University of Tennessee, Knoxville - Broadcast Communications
To know Kris Matheney is to know a woman who is dedicated to her job 24/7. Literally. As a partner and director of operations at United Future, a WONGDOODY company, Kris manages the project management and day-to-day activities of the agency's client needs. It's her job to make sure that all expectations are met — and often exceeded — as well as on time, on point and on budget. Not only is she sharp and wickedly smart when it comes to her job, but also, because the landscape of the Internet is always changing, newly developed programs have kinks to be smoothed, and oh ya, midnight or 5 a.m. calls from clients and colleagues about a website glitch need to be resolved right then.

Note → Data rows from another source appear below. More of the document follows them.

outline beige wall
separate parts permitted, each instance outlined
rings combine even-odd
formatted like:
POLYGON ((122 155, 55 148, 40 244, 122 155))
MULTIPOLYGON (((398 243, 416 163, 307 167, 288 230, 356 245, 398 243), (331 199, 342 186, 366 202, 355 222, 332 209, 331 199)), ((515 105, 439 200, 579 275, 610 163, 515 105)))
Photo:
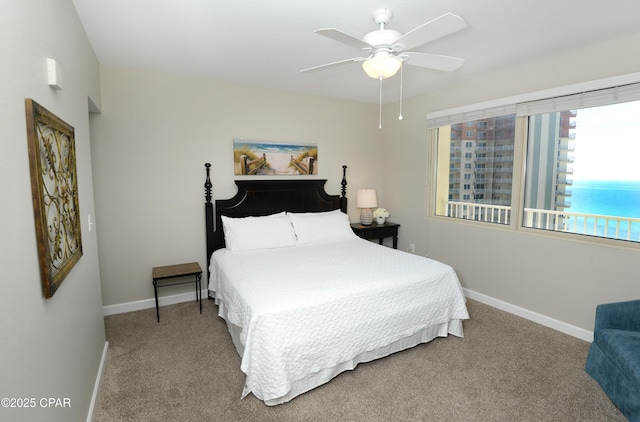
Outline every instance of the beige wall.
POLYGON ((405 101, 402 122, 393 118, 397 105, 386 107, 389 124, 383 134, 389 142, 384 157, 393 171, 382 189, 394 204, 394 219, 402 223, 400 248, 414 243, 417 253, 452 265, 465 288, 588 331, 593 329, 596 304, 639 298, 638 249, 425 218, 425 183, 433 183, 432 169, 425 163, 427 113, 637 72, 640 61, 629 52, 639 44, 636 34, 463 80, 405 101))
POLYGON ((204 163, 214 199, 233 196, 234 138, 318 143, 318 178, 331 194, 343 164, 351 198, 382 183, 374 105, 110 66, 101 84, 91 134, 104 305, 153 298, 153 266, 205 269, 204 163))
POLYGON ((0 408, 12 421, 87 418, 105 346, 94 213, 88 97, 100 104, 99 66, 71 0, 0 0, 0 397, 35 398, 36 408, 0 408), (62 90, 47 85, 47 58, 62 90), (27 155, 25 98, 75 128, 84 255, 51 299, 38 267, 27 155), (68 398, 46 409, 40 398, 68 398))

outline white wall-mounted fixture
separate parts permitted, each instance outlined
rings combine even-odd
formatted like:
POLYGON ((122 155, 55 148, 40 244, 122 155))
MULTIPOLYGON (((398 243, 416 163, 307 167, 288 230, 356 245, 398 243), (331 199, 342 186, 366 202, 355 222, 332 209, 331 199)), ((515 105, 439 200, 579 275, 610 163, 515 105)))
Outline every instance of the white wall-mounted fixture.
POLYGON ((53 89, 62 89, 62 72, 55 59, 47 59, 47 79, 53 89))
POLYGON ((361 189, 356 196, 356 207, 361 208, 360 224, 369 226, 373 222, 371 208, 378 206, 376 191, 373 189, 361 189))

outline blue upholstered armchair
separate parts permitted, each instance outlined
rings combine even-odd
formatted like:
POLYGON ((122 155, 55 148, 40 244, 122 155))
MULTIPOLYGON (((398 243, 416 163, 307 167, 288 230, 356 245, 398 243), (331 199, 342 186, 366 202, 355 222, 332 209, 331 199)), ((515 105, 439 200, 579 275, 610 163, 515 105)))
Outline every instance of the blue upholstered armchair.
POLYGON ((596 307, 585 369, 627 419, 640 422, 640 300, 596 307))

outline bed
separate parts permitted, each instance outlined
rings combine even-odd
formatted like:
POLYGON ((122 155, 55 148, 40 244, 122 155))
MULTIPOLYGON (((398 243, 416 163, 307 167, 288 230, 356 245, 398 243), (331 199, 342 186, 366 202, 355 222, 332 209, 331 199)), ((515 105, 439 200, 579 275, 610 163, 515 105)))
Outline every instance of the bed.
POLYGON ((209 297, 241 357, 241 397, 285 403, 359 363, 463 337, 451 267, 355 236, 346 166, 341 195, 321 179, 236 180, 215 204, 205 166, 209 297))

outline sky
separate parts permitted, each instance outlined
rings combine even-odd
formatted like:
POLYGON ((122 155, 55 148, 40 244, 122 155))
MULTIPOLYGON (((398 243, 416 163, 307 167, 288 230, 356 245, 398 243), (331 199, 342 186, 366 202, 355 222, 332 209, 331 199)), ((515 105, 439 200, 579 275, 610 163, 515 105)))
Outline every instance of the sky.
POLYGON ((640 181, 640 101, 579 109, 574 180, 640 181))

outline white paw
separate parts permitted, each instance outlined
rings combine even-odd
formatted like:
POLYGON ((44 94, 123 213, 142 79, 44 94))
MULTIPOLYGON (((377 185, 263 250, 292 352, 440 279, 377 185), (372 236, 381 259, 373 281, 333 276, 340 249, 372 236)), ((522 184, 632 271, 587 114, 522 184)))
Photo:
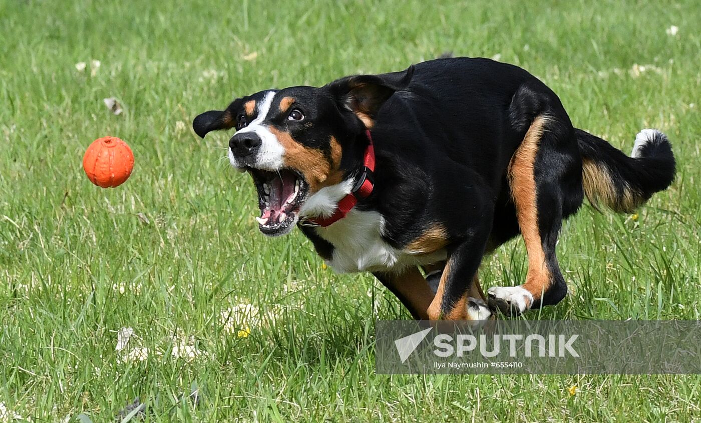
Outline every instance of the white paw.
POLYGON ((533 305, 533 295, 521 286, 493 286, 486 293, 489 305, 505 314, 520 314, 533 305))
POLYGON ((470 320, 486 320, 491 317, 491 311, 481 299, 468 297, 468 317, 470 320))

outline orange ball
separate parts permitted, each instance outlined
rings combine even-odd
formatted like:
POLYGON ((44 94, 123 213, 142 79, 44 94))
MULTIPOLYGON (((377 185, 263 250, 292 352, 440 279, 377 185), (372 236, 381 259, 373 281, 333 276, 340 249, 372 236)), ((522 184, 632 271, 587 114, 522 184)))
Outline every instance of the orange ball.
POLYGON ((90 182, 102 188, 119 186, 134 168, 134 153, 116 137, 103 137, 93 141, 83 157, 83 169, 90 182))

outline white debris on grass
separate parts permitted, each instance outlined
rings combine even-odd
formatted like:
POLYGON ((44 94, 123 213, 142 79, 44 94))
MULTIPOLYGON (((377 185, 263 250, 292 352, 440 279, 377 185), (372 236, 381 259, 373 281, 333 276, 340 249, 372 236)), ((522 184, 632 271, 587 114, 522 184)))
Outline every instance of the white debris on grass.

Kris' clients have included everyone from Holland America Line to ESPN. And when Kris isn't hand-to-keyboard she can be found singing, listening to live music, shoe shopping or traveling. Read on to find out why Kris never settles and why her focus has helped this Nashville-born-and-raised girl end up in her dream job in Los Angeles.
If you are flexible, a good communicator, and you don't give up, you can do very well in this business.
How did you discover your current job?
I got into the Internet through a recruiter friend who talked me into it in 1998. At that job, I worked with my current business partner. We created United Future so we could create our own future.
What has been your path so far to get you where you are today?
I’ve had many jobs in the Internet, television and commercial effects industry, and I have learned how to, and how not to, produce a great piece of work. After something like 15 years of working my butt off for other people, Scott [Holmes, managing partner, United Future] wanted us to do our own thing (and still work my butt off). I took him up on that offer.
What is your typical day like? Does it ever change?
My days are completely different each day. I have lists of things to do each day, because I typically manage several projects that are in different stages of production. On any given day, I might be:
-Giving a client presentation on digital strategy or design for a project
-Writing proposals and statements of work
-Managing internal staff and billings
-Creating a presentation
-Making and revising schedules and budgets
What is the most rewarding part of your job?
Delivering great work and having satisfied employees. I really like owning my own business, although I wasn’t interested in being a partner at first. Initially, I thought that just coming to work was good enough, and I didn’t want to be more obsessed with it than I already was (it’s hard not to be obsessed in the Internet business, since it never, ever sleeps). Now that it has been a few years, I really do appreciate the fact that I have the power to fix whatever problems I, or the employees, have at work. It's like my partners and I really are writing our own destiny. And it gets better each year.
What is the most challenging part?
Same as above -- delivering great work and having satisfied employees.
What is one lesson you've learned in your job that sticks with you?
Roll with it. The Internet/software business is always changing. This is not a business for people who are inflexible, because the minute you think you understand a technology, it changes. The beauty and the madness is that there will always be someone out there, programming in his parents’ garage, who is smarter than you. You have to be able to deal with being outsmarted and outworked regularly. But if you are flexible, a good communicator, and you don’t give up, you can do very well in this business.
What do you feel is the biggest challenge for women today, particularly females in your industry?
Technology typically isn’t a women’s industry. Once the guys realize that you are smart and willing to learn anything with humility, it gets easier. You have to earn respect.
Who are your role models?
Um … some of my old employers. Mostly men, to be honest.
Is there a quote or mantra that you live by?
Never settle. It has been the nearest thing to a mantra for me. As a young woman, I promised myself to never get stuck in a relationship, job or city where I wasn’t happy. And I haven’t. I’m here, right? And yes, I’m still very single.
What advice do you have for girls who want to be in your industry?
Work really, really hard. Read everything. Assume you know nothing, and be humble.